How do you solve \[\log x+\log 5=2\]?

Answer 1

Hint: We can see that the question involves the logarithm function, so we will be using the properties of logarithms to solve for \[x\]. We will first convert the 2 present in RHS in terms of logarithm function, that is, \[2={{\log }_{10}}{{10}^{2}}={{\log }_{10}}100\]. We will next use the logarithm property which is \[\log a+\log b=\log ab\] and we will get the expression as \[\log 5x=\log 100\]. Then, on comparing the expression on either side of the equality, we will get the value of \[x\].
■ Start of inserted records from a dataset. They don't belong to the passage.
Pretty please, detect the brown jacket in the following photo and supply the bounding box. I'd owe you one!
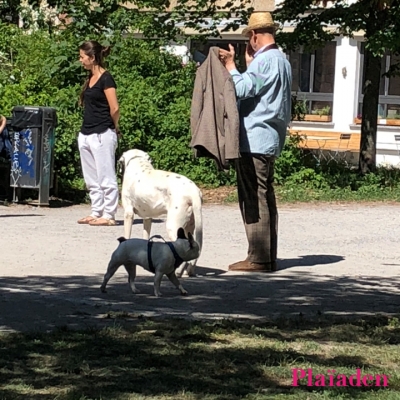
[190,47,239,170]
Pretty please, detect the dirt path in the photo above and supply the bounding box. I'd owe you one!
[0,204,400,330]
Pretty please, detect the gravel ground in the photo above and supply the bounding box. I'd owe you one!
[0,203,400,331]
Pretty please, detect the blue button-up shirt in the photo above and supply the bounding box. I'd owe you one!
[231,48,292,157]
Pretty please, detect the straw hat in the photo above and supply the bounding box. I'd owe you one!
[242,11,279,35]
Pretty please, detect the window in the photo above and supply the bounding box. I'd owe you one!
[287,42,336,115]
[358,43,400,119]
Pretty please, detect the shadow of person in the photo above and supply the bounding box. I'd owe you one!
[278,254,344,270]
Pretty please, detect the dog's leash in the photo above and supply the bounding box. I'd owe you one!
[147,235,184,274]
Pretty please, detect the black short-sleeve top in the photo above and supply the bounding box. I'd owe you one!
[81,71,117,135]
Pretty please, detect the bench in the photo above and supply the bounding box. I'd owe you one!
[289,129,360,164]
[289,129,360,153]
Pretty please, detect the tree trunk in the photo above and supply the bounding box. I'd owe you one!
[359,49,382,175]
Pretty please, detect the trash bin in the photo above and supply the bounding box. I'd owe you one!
[10,106,57,206]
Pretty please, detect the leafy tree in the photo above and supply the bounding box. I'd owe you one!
[275,0,400,174]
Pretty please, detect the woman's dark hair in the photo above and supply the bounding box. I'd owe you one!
[79,40,111,105]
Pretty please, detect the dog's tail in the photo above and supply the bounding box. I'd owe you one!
[192,189,203,251]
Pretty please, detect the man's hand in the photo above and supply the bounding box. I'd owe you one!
[219,44,236,71]
[245,43,255,66]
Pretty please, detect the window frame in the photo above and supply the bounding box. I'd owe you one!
[286,40,337,115]
[357,41,400,119]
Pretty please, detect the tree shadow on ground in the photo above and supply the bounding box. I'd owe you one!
[0,267,400,330]
[0,267,400,400]
[0,314,400,400]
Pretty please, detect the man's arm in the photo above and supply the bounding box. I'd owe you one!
[220,45,269,100]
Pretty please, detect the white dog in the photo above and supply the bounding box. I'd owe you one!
[118,149,203,277]
[100,228,200,297]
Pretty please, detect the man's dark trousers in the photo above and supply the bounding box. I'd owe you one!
[236,153,278,263]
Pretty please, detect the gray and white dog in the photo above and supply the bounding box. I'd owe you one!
[118,149,203,277]
[100,228,200,297]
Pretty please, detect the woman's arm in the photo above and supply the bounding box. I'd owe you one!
[0,115,7,133]
[104,87,119,131]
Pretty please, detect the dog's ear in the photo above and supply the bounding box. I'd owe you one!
[117,156,125,175]
[188,232,194,248]
[178,228,186,239]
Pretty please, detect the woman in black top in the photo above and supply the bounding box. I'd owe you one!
[78,40,119,226]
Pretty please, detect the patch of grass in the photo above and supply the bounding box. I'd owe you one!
[0,317,400,400]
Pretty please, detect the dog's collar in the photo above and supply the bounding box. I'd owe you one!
[126,156,140,167]
[147,235,184,274]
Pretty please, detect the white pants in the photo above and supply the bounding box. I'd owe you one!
[78,129,119,219]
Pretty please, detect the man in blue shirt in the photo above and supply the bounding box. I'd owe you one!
[219,12,292,272]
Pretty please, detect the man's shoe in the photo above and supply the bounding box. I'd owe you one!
[228,260,277,272]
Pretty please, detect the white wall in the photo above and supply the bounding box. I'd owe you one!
[332,38,359,132]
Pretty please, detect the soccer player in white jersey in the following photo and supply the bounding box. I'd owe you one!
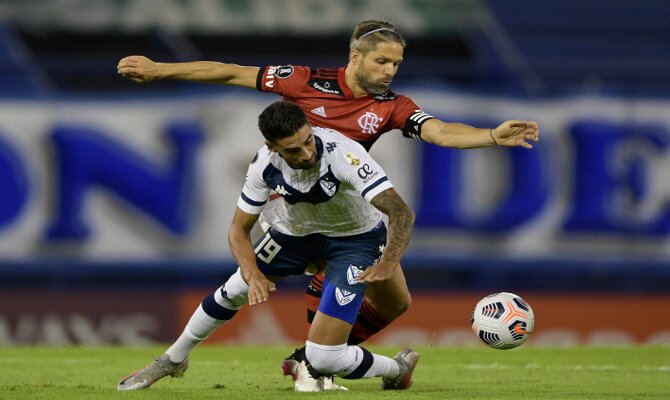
[117,102,419,390]
[117,19,539,391]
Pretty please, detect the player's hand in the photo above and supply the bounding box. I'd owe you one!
[116,56,159,83]
[244,272,277,306]
[491,120,540,149]
[356,260,400,283]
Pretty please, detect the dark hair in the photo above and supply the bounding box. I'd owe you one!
[349,19,407,54]
[258,101,307,143]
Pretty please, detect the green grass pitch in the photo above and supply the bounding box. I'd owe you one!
[0,345,670,400]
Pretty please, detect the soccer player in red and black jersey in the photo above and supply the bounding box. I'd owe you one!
[117,20,539,390]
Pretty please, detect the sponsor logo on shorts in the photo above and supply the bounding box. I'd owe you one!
[344,153,361,165]
[347,265,363,285]
[335,288,356,306]
[319,181,337,197]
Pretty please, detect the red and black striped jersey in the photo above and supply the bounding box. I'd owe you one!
[256,65,433,150]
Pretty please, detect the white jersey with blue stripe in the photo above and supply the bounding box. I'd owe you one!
[237,127,393,236]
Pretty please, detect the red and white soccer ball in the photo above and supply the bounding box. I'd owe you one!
[470,292,535,350]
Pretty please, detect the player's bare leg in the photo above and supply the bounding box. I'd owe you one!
[365,268,412,324]
[305,310,419,390]
[281,265,412,391]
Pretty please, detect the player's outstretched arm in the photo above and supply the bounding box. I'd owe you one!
[228,207,276,306]
[421,119,540,149]
[116,56,260,89]
[358,188,415,282]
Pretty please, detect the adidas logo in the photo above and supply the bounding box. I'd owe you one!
[312,106,327,117]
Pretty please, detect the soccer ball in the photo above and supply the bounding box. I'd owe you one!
[470,292,535,350]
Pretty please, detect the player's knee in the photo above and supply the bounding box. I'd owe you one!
[372,293,412,321]
[214,268,249,310]
[305,342,347,374]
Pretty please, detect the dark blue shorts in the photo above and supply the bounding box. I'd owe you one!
[254,223,386,323]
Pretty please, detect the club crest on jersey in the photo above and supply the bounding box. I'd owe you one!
[344,153,361,165]
[335,288,356,306]
[347,265,363,285]
[319,180,337,197]
[358,111,383,135]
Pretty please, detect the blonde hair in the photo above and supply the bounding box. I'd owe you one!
[349,19,407,54]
Complete step by step solution:
According to the given question, we have a logarithm based question, which we have to solve for \[x\]. We will be using the properties of the logarithm function to solve for the same.
We first need to understand that logarithm function and numbers cannot be computed together. We will have to convert the entire expression in terms of logarithm or in terms of numbers to start solving for \[x\]. In this given question, we can see it will be better if we convert all the terms in the expression in terms of logarithm function, as only one term on the RHS is a number.
So, we will write 2 in the RHS in terms of logarithm function,
We know that,
\[2={{\log }_{10}}{{10}^{2}}\]
As \[{{\log }_{10}}10=1\]
So, we have,
\[2={{\log }_{10}}{{10}^{2}}={{\log }_{10}}100\]
The new expression we have is,
\[\log x+\log 5=\log 100\]----(1)
Now, we will be using the property of the logarithm function which is,
\[\log a+\log b=\log ab\]---(2)
Applying the equation (2) in equation (1), we get,
\[\Rightarrow \log 5x=\log 100\]
We can see that the above expression has log function on both sides of the equality, so we cancel it out, and we have,
\[\Rightarrow 5x=100\]
We have the value of \[x\] as,
\[\Rightarrow x=20\]
Therefore, the value of \[x\] is \[20\].

Note: The logarithm properties we have:
1) \[\log a+\log b=\log ab\]
2) \[\log a-\log b=\log \dfrac{a}{b}\]
While using the properties, the values should be substituted correctly. Also, be careful of the base of the logarithm function and check whether it is 10 or exponential and accordingly solve the expression.